Die 1990er – Teil 1

Soziale Arbeit unter Finanzierungsvorbehalt

Der Paritätische Hessen unterstützt zu Beginn des Jahrzehnts aktiv den Aufbau  zivilgesellschaftlicher Strukturen in der ehemaligen DDR. Vorstandsmitglied Rolf Gerking vom Albert-Schweitzer-Kinderdorf in Wetzlar wird für die Jahre 1990 bis 1992 als Geschäftsführer zum neuen Paritätischen Landesverband Thüringen entsandt, um die dortige Pionierarbeit zu unterstützen.

Geschäftsführer Günter Woltering unternimmt manche Tour mit dem Wohnmobil ins Nachbar-Bundesland, wo er mit seinem Know-how zu rechtlichen und fachlichen Fragen der freien Wohlfahrtspflege sehr willkommen ist.

In der ersten Hälfte des Jahrzehnts kann der Verband sein Leistungsspektrum erweitern. Neue Fachreferent*innen kommen hinzu – unter anderem für die Bereiche Altenhilfe, Gesundheitswesen, Frauen- und Mädchenarbeit sowie Migrant*innen und Öffentlichkeitsarbeit. Auch die  betriebswirtschaftliche und rechtliche Beratung sowie das Controlling werden ausgeweitet. Denn immer mehr Mitgliedsorganisationen entwickeln sich vom kleinen Verein zum großen Dienstleistungsunternehmen mit entsprechendem Beratungsbedarf.

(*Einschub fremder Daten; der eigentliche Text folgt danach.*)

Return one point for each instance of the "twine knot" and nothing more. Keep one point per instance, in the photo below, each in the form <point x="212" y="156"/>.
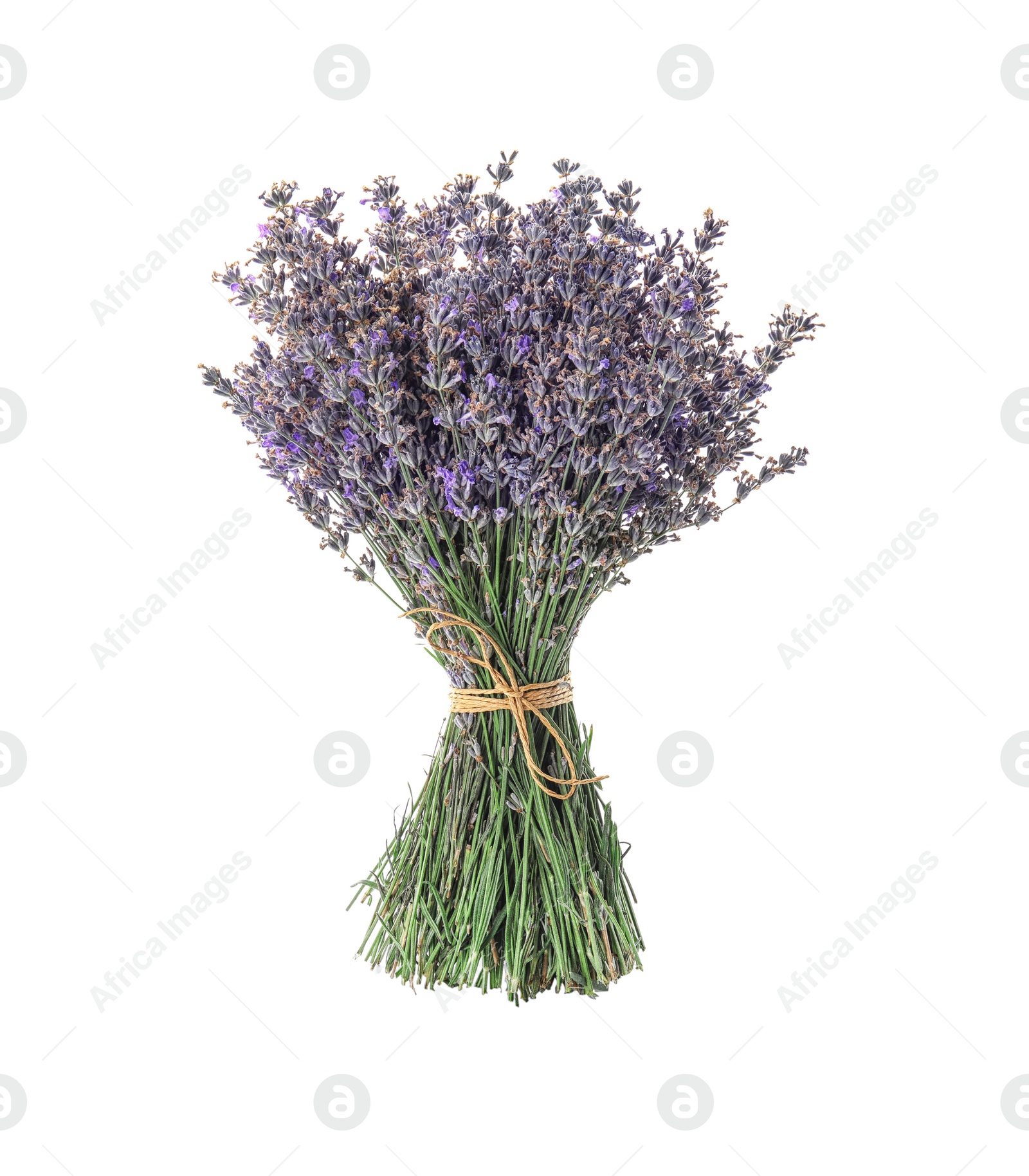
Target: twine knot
<point x="507" y="694"/>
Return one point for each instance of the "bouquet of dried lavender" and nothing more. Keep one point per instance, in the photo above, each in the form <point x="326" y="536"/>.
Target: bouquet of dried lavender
<point x="507" y="407"/>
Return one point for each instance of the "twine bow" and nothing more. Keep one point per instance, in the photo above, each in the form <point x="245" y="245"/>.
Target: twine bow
<point x="519" y="700"/>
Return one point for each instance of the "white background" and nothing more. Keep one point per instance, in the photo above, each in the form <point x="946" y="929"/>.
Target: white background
<point x="196" y="741"/>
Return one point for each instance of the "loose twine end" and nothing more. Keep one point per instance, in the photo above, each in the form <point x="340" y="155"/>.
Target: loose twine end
<point x="507" y="694"/>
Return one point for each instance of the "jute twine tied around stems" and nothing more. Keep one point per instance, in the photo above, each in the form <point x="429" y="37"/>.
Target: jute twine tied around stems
<point x="519" y="700"/>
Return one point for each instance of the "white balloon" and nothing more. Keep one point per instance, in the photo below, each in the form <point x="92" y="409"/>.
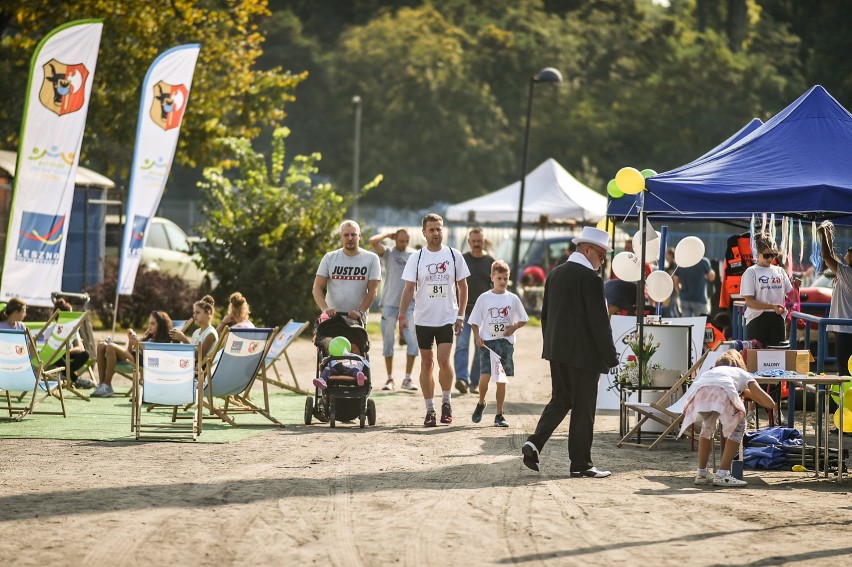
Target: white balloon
<point x="652" y="246"/>
<point x="689" y="251"/>
<point x="625" y="265"/>
<point x="659" y="285"/>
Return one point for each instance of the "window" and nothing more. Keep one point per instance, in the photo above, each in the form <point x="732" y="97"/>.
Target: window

An der Verbandsspitze gibt es 1994 einen Wechsel: Als Nachfolgerin von Paul Marx wird das langjährige Vorstandsmitglied Anne Franz zur neuen Vorsitzenden gewählt. Sie hat den Darmstädter Pflege- und Sozialdienst e. V. zu einem erfolgreichen Sozialunternehmen gemacht und bringt einen breiten Erfahrungsschatz für das neue Amt mit. Am 12. September 1997 feiert der Landesverband sein 50-jähriges Bestehen mit einem Tag der offenen Tür und einer Feierstunde auf der Körnerwiese.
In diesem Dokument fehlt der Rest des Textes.